Read Empire Of Man 3 - March to the Stars Online
Authors: John David & Ringo Weber
“You're still insisting that you can't marry me, aren't you?” he asked.
“Yes, and I wish you'd quit asking,” she replied, looking down the hills to the Krath city in the valley. “I'm short, Roger. I'll stick along to Earth, and I'll do what I can to get your mother out of danger. But I won't marry you. When we're settled, and things are safe, I'm putting in my discharge papers. And then I'll take my severance bonus and go find me a nice, safe, placid farmer to marry.”
“Court is just another environment,” Roger protested. “You've been through a hundred on this planet, alone. You can adjust!”
“I probably could,” she said, shaking her head. “But not well enough. What you need is someone like Eleanora, someone who knows the rocks and shoals. Part of the problem is that we're too alike. We both have a very direct approach, and you need someone who can complement you, not enhance your negative qualities.”

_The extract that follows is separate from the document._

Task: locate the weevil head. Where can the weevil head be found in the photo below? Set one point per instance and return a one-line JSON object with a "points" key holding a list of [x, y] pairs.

“You'll stay until Earth, right?” he asked. “Promise you'll stay until then.”
“I promise,” she said. “And now, I'm turning in, Roger.” She stopped and looked at him with a cocked head. “I'll make an offer one last time. Come with me?”
“Not if you won't marry me,” he said.
“Okay,” she sighed. “God, we're both stubborn.”
“Yeah,” Roger said, as she walked away. “Stubborn's one word.”
“We've never had a 'health and welfare' inspection before,” the voice said suspiciously.
“Yeah, tell me something I don't know.” Jin controlled his voice carefully, sliding just the right hint of exasperation into it. “We've got a task force with an IBI inspection team coming out, and we need to make a big show. Personally, I think they're operating on the theory that everyone needs a good shaking up after the coup attempt, but what do I know? According to The Book, we're supposed to do these things on every ship, not that anybody ever did it! But now we're under the gun, so we're trying to get a paper trail going.”
There was a long pause, and Jin wished that he could see the other's face, but the freighter had supplied only a voice channel.
Emerald Dawn was a known ship. She'd passed through the system at least twice before, once since Jin had been inserted. She generally traded minor technological trinkets like fire-starters for local gems and artwork. In addition, she got a small fee for dropping electronic transfers in the system, which was the real reason for her visits. As a matter of fact, he'd talked with the ship on her previous run, and he hoped the familiarity of his voice would lull them to some extent.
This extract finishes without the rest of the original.